Fuchida, for his part, felt his pulse thundering in his ears so loudly he wondered if the suit radio was picking it up. Certainly the medical monitors must be close to the redline, his heart was racing so hard.

Jamie, Vijay and Trudy Hall crowded over Dezhurova’s shoulders to watch the takeoff on the comm center’s desktop display screen.

As an airport, the base left much to be desired. The makeshift runway ran just short of two kilometers in length. There was no taxiway; Rodriguez and a helper—often Jamie—simply turned the plane around after a landing so it was pointed up the runway again. There was no windsock. The atmosphere was so rare that it made scant difference which way the wind was blowing when the plane took off. The rocket engines did the work of powering the plane off the ground and providing the speed it needed for the wings to generate enough lift for flight.

Jamie felt a dull throbbing in his jaw as he bent over Dezhurova, watching the final moments before takeoff. With a conscious effort he unclenched his teeth.

You’re more worried about this than you were about the generator launch, he said to himself. And immediately knew the reason why. There were two men in the plane. If anything went wrong, if they crashed, they would both be killed.

“Clear for takeoff,” Dezhurova said mechanically into her lip mike.

“Copy clear,” Rodriguez’s voice came through the speakers.

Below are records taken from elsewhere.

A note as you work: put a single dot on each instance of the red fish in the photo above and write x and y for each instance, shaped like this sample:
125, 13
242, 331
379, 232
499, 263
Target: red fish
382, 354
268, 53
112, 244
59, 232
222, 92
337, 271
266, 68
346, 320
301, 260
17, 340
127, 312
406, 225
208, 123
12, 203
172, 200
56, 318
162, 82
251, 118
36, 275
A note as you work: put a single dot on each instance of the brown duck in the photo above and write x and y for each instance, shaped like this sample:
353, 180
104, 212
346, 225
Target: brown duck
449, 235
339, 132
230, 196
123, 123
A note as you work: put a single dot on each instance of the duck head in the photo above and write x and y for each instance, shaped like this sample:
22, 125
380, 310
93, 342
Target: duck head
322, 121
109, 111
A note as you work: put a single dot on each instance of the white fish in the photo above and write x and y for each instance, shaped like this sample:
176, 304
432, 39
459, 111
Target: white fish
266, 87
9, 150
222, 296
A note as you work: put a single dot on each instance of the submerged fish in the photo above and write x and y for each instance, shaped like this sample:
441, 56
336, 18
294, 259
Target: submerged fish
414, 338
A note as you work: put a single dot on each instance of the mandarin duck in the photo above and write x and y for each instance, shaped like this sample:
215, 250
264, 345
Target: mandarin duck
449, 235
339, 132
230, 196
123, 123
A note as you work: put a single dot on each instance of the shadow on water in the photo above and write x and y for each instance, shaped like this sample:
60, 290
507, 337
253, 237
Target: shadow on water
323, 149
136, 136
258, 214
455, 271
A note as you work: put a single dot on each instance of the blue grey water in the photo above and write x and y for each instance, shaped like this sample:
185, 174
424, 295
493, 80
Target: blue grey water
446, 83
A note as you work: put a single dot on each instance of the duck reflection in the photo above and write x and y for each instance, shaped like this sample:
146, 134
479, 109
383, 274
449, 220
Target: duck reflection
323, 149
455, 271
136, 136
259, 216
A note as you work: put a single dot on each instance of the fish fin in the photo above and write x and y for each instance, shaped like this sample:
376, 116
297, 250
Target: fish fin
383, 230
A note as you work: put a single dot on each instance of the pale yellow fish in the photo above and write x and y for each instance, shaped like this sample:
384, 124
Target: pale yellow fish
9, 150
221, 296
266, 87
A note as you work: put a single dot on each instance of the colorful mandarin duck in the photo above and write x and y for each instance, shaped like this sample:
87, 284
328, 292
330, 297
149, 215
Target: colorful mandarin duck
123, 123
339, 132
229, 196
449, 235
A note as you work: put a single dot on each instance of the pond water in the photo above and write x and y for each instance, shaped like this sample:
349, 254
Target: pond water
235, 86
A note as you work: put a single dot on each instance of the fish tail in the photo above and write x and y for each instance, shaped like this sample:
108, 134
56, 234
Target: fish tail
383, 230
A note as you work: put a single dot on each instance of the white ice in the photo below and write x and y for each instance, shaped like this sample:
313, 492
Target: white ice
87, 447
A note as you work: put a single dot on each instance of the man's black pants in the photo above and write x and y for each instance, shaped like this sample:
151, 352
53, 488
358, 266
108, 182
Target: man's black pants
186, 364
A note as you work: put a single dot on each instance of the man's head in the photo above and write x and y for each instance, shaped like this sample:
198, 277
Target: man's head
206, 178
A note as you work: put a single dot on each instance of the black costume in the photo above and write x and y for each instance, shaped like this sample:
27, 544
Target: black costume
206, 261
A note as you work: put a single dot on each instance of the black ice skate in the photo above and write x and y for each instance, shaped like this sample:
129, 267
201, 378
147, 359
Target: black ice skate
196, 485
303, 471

Stacy scanned the screens around her one final time, then said, “Clear for ignition.”

“Ignition.”

Suddenly the twin rocket engines beneath the wing roots shot out a bellowing blowtorch of flame and the plane jerked into motion. As the camera followed it jouncing down the runway, gathering speed, the long, drooping wings seemed to stiffen and stretch out.

“Come on, baby,” Dezhurova muttered.

Jamie saw it all as if it was happening in slow motion: the plane trundling down the runway, the rockets’ exhaust turning so hot the flame became invisible, clouds of dust and grit billowing behind the plane as it sped faster, faster along the runway, nose lifting now.

“Looking good,” Dezhurova whispered.

The plane hurtled up off the ground and arrowed into the pristine sky, leaving a roiling cloud of dust and vapor slowly dissipating along the length of the runway. To Jamie it looked as if the cloud was trying to reach for the plane and pull it back to the ground.

But the plane was little more than a speck in the light orange sky now.

Rodriguez’s voice crackled through the speakers, “Next stop, Mount Olympus.”